By the way, I did not suspect that changing coordinators (back and forth) was so easy - thank you, Koenkk, for a great job.

Re-pairing an unresponsive device shows information in Z2M that the device left the network (what?) before pairing again. However, with so many devices hidden in the wall, re-pairing all was not an option.

Finally, Availability: I could not change Availability over Z2M GUI as it shows errors: "should be boolean should be object should match exactly one schema in oneOf Checks whether devices are online/offline etc" So, I removed Availability from the config file: Availability: active: timeout: 10 passive: timeout: 1500 After removing the Availability, all devices and the network work like charms on Z2M 1.39.1 without any error.

Zigbee2MQTT version

1.39.1

Adapter firmware version

20230507 or 20240716

Adapter

SONOFF Zigbee 3.0 USB Dongle Plus-P or SLZB-06P7

Setup

Runs on docker on x86-64 as a container.

Debug log

No response

Koenkk commented 1 month ago

Could you provide the debug log of this with the 20240716 fw?

See this on how to enable debug logging.

mrespin commented 1 month ago

I have separate logs for SLZB-06P7 with 20240716 and mixed logs (20230507 or 20240716) for Sonoff USB Dongle Plus-P due to testing two coordinators with different firmware versions SLZB-06P7_z2m_N02.zip SonOff.zip

mrespin commented 1 month ago

Hi Koen, I have a 55MB pcapng file from Wireshark 800K decoded Zigbee packets; let me know if you need them.

astan00 commented 1 month ago

I noticed same problem today after power failure. My setup:
z-stack v 20230507 z2m: 1.39.1

Network randomly puts devices offline. Repairing helps, but often these newly paired goes offline too. Most battery-powered are offline since power failure.

I use identical setup elsewhere, with no issues.

Debug logs attached. log.zip

Koenkk commented 1 month ago

@mrespin I need the debug logging from starting z2m until the errors.

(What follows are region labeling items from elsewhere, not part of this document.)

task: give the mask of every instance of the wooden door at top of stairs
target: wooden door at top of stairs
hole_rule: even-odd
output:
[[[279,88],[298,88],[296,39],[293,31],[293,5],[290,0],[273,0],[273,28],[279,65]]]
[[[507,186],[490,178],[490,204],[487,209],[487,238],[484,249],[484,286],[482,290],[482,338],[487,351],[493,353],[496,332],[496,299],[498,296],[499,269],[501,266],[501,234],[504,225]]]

The sniff would also be nice to have

See this on how to enable debug logging.

@astan00

Network randomly puts devices offline. Repairing helps, but often these newly paired goes offline too. Most battery-powered are offline since power failure.

Battery powered (end) devices are pinged, they are marked offline if no message has been received from them in 25 hours. I guess for some reason they disconnected, I expect that they also don't generate any events when triggering them?

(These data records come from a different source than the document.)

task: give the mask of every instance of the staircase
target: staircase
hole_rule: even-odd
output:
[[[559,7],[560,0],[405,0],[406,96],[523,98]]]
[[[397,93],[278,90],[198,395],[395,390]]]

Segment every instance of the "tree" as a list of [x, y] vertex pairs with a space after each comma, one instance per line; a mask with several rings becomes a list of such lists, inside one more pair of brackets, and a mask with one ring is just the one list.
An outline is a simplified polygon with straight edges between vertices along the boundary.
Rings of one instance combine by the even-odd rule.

astan00 commented 1 month ago

This happened to routers too. Several light bulbs became offline.

I also noticed routers being marked online, but last seen date is hours ago. These are not reachable too. Repair helps, but also happened that few moments later the problem occurs again for just repaired routers.

For the battery powered sensor, yesterday I was not able to get an event from the occupancy sensor until the physical button was pushed once. Regular event which should send data from sensor did not work.

I really cannot see a pattern here.

mrespin commented 1 month ago

When I turned off Availability, all devices started to generate traffic in Z2M. The problem seems to have returned; the most recent "Last seen" is 12 hours. I have attached old logs for the SonOff coordinator, and the second is SLZB-06P7 (two instances of Z2M with the same data; only the coordinator is different). Z2m_SonOff.zip Z2M_SLZB-06P7.zip

mrespin commented 1 month ago

Wireshark data. Zigbee_N02.zip

astan00 commented 1 month ago

Yesterday I noticed I have messages' parsing errors in Appdaemon (controllerx app). These showed even when no controllers were used.

Debug of this is far above my skills, so I just tried to remove all retained messages from mqtt, assuming I have something malformed there (homeasistant and zigbee2mqtt topics)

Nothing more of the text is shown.